Cualquier observador especializado sabe que el ciclo del presidente Mauricio Macri tampoco logró imponer un modelo integral, consistente y práctico de política energética. Los esfuerzos del Gobierno resultaron insuficientes para atraer a la deseable multitud de inversores extranjeros de alta calidad que se requerían para desarrollar el petróleo y el gas no convencionales. Además, no consiguieron dar solución a los aspectos contractuales de la actividad diaria del sector, entre ellos, la fijación de precios y tarifas razonables de combustibles y biocombustibles o de tarifas balanceadas para el sector eléctrico. Ello implica entender que no hay una realidad meteorológica para peronistas y otra para el liberalismo republicano.

También indica que la cosa no sólo radica en los gustos, prejuicios o preferencias políticas, sino en la capacidad oficial de hacer frente a los modernos requerimientos energéticos. Los especialistas saben que los modelos extranjeros exhiben peligrosas fallas de construcción. Estados Unidos, el generador y difusor de las nuevas tecnologías shale, es el país que durante gran parte de los siglos XX y XXI inmortalizó, por “razones de seguridad nacional”, un cepo selectivo a las exportaciones de energía a lo Guillermo Moreno, de modo nadie puede tirar la primera piedra. Es el mismo cepo que ayuda a entender el nivel de quebranto de los precios domésticos estadounidenses del gas shale, situación que amenaza con la quiebra de muchas de las empresas sectoriales. El bajo nivel de precios surge, justamente, de las restricciones a la exportación.

Los diferentes niveles de precios del gas que rigen en Estados Unidos, Europa y Japón explican por sí mismos la apabullante insensatez de la política energética de Washington, asunto que fue objeto de algunos parches en la era de Barack Obama, y es parte del vacío que impide la existencia de un capitalismo energético global. El precio de la energía tampoco es ajeno a las prácticas anticompetitivas de política comercial, ya que implican subsidios de dudosa legalidad a la producción y las exportaciones de los que están prohibidos por la OMC.

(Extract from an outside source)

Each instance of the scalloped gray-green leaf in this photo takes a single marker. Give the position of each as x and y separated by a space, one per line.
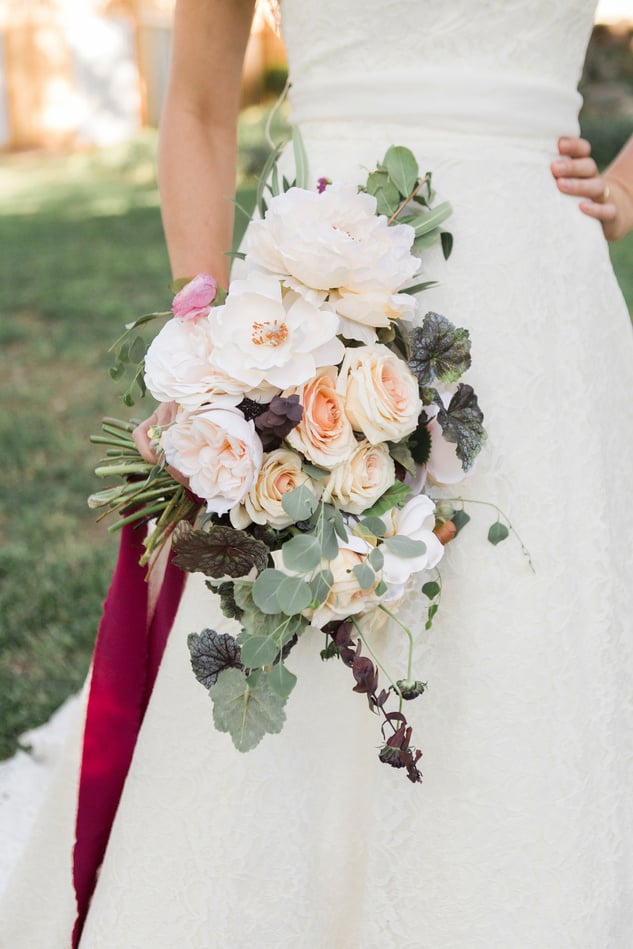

Si ese era el mensaje que intentó pasar la columna publicada en AQ del pasado 20 de noviembre, suscripta por Mark P. Jones, Jim Krane y Francisco Morales, fellows del Centro de Estudios Energéticos de la Universidad Rice (Instituto Baker de Políticas Públicas), es obvio que el texto no hizo blanco.

La columna empieza por reiterar verdades incómodas y poco originales, como destacar que Argentina es un persistente lugar de riesgo para el inversor extranjero del ramo petrolero. Trascartón enumera los frecuentes bandazos de la política nacional, como los pendulares ciclos de liberalismo al populismo y viceversa; la débil aplicación y respeto por los contratos y acuerdos internacionales, lo que incluye ataques al derecho de propiedad; la existencia de endémica corrupción y la condición de violador serial de sus obligaciones en materia de deuda externa. Al recorrer esta síntesis, uno se pregunta si los autores de la nota recuerdan que sus opiniones fueron escritas cuando en la Casa Blanca no despacha la Madre Teresa de Calcuta, sino Donald Trump, cuyo interés por la economía de mercado y la liberalización energética resulta bastante incierto.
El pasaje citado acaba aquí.